A while back during a wind storm we had a locust tree blow down. It was a tall one at about 70 feet. When it came down it took down a bunch of other trees with it. These things are heavy!
Yesterday I went out to cut it in 6-10 foot sections where I can use my grapple to get them in a clearing where I can cut them into firewood sized chunks that can be split and stacked for the rest of the winter.
We use this firewood every day in the winter to keep our home warm. It is a nice source of renewable stored energy. When we use the fireplace it can be 10º outside and still be 75º inside.
We have a nice wood burning stove in our fireplace as an insert. Its a “reburner” which means it burns extra clean and put out almost no smoke from the chimney. And gets wicked hot.
The first step in getting a bunch of firewood is gathering all the wood into one location. The next step, which I’ll be doing today, is cutting, splitting and stacking it so we can have it dried out for the rest of the winter by the time we run out of what we already have.
Years ago I stopped buying pre-cut timber to burn in our fireplace and replace that wood with wood from our own property. We have plenty of wood here that falls on it’s own or a tree that dies that needs to be cut down.
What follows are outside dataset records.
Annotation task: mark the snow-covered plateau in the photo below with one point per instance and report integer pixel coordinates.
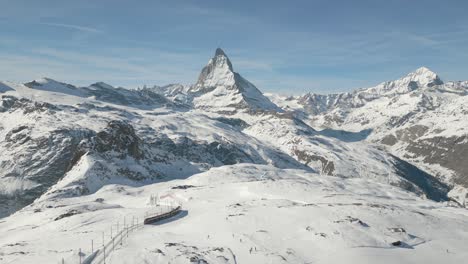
(378, 175)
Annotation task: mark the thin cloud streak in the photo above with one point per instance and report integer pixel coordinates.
(73, 27)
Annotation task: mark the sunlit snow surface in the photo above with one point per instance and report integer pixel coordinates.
(285, 216)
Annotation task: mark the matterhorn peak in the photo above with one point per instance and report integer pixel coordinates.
(423, 77)
(218, 72)
(220, 52)
(221, 89)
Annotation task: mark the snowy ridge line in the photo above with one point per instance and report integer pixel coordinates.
(155, 218)
(100, 256)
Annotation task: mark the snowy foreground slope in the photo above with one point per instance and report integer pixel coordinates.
(284, 216)
(260, 180)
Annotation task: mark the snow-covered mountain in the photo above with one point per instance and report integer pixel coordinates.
(334, 168)
(220, 89)
(419, 118)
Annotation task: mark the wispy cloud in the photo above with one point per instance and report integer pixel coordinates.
(73, 27)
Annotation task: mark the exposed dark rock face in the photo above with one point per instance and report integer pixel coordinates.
(328, 167)
(451, 152)
(37, 162)
(433, 188)
(119, 136)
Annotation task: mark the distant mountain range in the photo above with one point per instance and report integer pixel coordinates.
(396, 154)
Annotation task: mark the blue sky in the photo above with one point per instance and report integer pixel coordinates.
(281, 46)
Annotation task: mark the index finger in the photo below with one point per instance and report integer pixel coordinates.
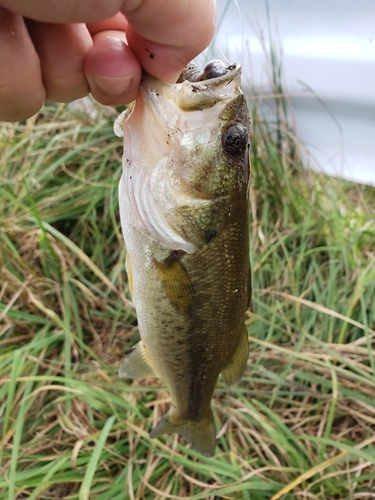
(167, 34)
(66, 11)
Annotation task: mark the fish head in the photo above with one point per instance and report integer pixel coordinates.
(186, 161)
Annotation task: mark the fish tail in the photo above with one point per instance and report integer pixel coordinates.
(201, 435)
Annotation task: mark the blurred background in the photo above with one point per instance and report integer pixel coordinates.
(326, 56)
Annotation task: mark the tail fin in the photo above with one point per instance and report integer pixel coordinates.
(201, 435)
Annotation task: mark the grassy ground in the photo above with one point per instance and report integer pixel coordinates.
(300, 424)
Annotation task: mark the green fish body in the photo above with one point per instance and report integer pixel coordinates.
(184, 213)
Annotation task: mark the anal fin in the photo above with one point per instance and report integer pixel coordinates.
(233, 372)
(200, 435)
(137, 364)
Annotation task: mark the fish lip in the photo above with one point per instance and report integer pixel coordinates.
(195, 96)
(235, 70)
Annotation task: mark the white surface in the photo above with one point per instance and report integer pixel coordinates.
(327, 52)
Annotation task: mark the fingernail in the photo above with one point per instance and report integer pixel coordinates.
(113, 85)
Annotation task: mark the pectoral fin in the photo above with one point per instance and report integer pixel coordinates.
(176, 283)
(234, 370)
(128, 268)
(137, 364)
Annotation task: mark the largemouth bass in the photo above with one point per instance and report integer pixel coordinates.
(184, 212)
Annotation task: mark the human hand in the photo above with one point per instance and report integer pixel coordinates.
(61, 51)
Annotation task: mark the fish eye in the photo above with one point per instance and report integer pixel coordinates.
(235, 140)
(213, 69)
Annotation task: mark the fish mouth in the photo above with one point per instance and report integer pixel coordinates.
(196, 89)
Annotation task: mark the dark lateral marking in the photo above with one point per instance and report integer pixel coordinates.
(150, 54)
(174, 256)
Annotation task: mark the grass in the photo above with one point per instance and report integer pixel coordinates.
(300, 424)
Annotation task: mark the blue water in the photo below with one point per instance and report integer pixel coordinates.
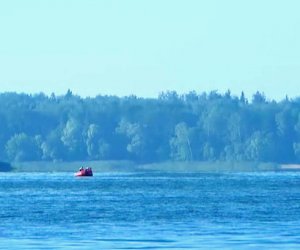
(150, 211)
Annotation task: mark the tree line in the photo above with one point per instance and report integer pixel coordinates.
(189, 127)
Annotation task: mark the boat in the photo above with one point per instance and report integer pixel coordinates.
(84, 172)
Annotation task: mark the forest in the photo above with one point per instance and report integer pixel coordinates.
(172, 127)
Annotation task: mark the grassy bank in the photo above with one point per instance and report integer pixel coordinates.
(128, 166)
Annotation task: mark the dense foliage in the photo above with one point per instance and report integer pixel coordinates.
(207, 126)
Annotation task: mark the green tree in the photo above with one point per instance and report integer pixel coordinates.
(22, 147)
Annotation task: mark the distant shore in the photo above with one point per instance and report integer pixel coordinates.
(129, 166)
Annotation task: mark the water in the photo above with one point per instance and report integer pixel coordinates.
(150, 211)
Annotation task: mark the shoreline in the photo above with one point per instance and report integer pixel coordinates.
(172, 167)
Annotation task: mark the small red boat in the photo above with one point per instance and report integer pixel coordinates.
(84, 172)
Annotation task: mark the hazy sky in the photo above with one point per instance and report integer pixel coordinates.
(143, 47)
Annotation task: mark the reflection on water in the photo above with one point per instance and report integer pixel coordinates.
(141, 211)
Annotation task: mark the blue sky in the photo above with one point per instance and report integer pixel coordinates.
(143, 47)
This also gives me an opportunity to clean out the underbrush as much as I can, trim the smaller trees, cut down all the vine that is so ugly and allow us to walk and enjoy the trees and wildlife that hangs around in them.
These days a truck load of timber can cost $600. That’s about a cord of wood. Its not much. Its a little work and time but I enjoy doing this.
I especially enjoy sitting in front of a blazing hot fireplace in the middle of winter around here.